The EU has decided to significantly raise its carbon emission reduction target for 2030 through the ETS from 43% to 62% compared to 2005 emissions.

To this end, it decided to reduce 90 million tons of emission permits allocated to companies in 2024 and 27 million tons in 2026. It has raised the level of climate response by reducing the total amount of carbon emissions allowed to companies.

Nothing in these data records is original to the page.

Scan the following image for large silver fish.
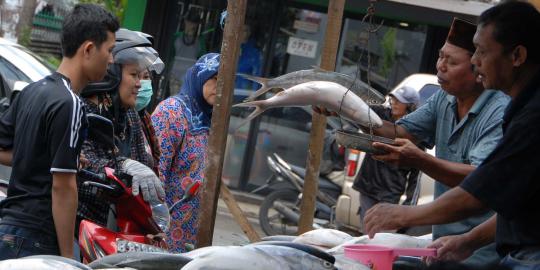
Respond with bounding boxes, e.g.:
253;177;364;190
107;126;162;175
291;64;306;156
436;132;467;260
89;252;191;270
238;68;385;104
233;81;382;128
182;245;335;270
0;257;83;270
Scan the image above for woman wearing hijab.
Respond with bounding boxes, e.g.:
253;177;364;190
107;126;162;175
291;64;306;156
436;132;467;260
152;53;220;252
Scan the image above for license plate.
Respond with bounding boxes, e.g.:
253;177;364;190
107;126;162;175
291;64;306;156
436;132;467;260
116;239;169;253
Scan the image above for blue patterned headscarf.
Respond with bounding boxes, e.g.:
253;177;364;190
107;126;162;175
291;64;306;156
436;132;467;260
178;53;220;130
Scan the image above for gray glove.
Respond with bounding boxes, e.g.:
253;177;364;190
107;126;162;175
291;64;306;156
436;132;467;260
122;159;165;202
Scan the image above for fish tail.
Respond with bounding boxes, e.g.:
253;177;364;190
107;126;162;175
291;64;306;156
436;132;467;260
233;100;267;132
238;73;271;101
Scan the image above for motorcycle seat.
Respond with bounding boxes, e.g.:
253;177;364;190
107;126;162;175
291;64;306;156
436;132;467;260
289;164;341;193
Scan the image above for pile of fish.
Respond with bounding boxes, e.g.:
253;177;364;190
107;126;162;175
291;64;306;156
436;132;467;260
234;69;385;128
0;229;431;270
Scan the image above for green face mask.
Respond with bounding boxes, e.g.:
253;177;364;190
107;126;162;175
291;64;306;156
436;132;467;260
135;80;153;111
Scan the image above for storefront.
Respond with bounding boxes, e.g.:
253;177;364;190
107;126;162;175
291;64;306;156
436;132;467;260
143;0;494;190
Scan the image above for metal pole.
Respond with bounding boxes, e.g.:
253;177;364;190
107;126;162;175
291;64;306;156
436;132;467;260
221;185;261;243
197;0;247;247
298;0;345;234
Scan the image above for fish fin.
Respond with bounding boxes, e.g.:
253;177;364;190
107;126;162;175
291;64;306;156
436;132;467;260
311;66;328;72
237;73;271;101
233;100;266;132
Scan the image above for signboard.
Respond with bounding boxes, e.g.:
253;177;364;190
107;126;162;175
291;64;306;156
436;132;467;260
293;20;319;33
287;37;317;58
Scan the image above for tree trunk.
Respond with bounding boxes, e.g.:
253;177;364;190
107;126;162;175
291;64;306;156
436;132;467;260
17;0;37;45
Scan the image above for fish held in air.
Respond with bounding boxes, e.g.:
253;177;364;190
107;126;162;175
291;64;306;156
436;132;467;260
233;81;382;128
237;67;385;104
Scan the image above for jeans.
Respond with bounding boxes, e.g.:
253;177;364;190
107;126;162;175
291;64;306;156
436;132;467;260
0;224;60;260
501;248;540;270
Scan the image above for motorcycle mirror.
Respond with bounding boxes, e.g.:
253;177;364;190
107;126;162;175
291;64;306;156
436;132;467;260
86;113;114;149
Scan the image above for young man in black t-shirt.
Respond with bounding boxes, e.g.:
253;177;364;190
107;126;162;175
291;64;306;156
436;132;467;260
0;4;119;260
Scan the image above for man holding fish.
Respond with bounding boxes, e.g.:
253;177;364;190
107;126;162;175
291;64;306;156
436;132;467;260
314;19;509;267
366;1;540;270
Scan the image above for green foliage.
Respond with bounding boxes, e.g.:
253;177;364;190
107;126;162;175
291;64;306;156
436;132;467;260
40;54;62;70
79;0;128;23
380;28;397;77
17;26;32;47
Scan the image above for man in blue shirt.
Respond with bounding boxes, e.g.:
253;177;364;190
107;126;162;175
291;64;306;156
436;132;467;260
364;19;509;266
362;1;540;270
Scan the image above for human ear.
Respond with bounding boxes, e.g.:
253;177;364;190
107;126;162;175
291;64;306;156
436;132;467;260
512;45;527;67
81;41;96;58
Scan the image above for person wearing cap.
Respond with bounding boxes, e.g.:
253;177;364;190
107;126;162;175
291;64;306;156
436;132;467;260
354;18;509;267
353;86;420;225
152;53;220;252
372;1;540;270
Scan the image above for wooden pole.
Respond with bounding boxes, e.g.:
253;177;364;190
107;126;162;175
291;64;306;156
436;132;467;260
298;0;345;234
197;0;247;247
221;182;261;243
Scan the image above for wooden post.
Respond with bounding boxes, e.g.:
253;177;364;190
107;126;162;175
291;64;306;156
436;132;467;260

It was also decided to increase the scope of application of the system. ETS has so far been applied to about 10,000 companies, such as power plants and airlines, as well as industries that consume a lot of energy, such as steel and oil refining, but it is expected to expand to the maritime transportation field in the future. From around 2027, ETS will also be applied to carbon emissions from building maintenance or road transportation through a separate system called ‘ETS II’. However, since this can cause citizens to burden themselves with fuel costs, implementation of the system will likely be delayed until 2028 if energy prices continue to rise.

In order to protect industries where international competition is important, such as steel, chemicals, and cement, the ‘free quota system’, which allows emission rights to be allocated free of charge up to a certain level, will be phased out from 2026. This is because the EU has recently implemented the Carbon Border Adjustment System (CBAM), which imposes tariffs on products imported from countries with high carbon emissions, and the justification for the free quota system has disappeared. 스포츠토토

Due to the reorganization of the ETS, the price of carbon credits in the EU is expected to rise from the current 80 to 85 euros per ton to about 100 euros (equivalent to 140,000 won). This is the highest level in the world, and it is up to 7 times different from Korea, which is around 20,000 won per ton.

The reorganization plan agreed on that day also included the establishment of a “Social Climate Fund” to protect small businesses and the vulnerable, which could increase the burden of eco-friendly energy conversion. The reform plan is expected to be finalized through the consent of EU member states and a vote in the European Parliament in January or February next year.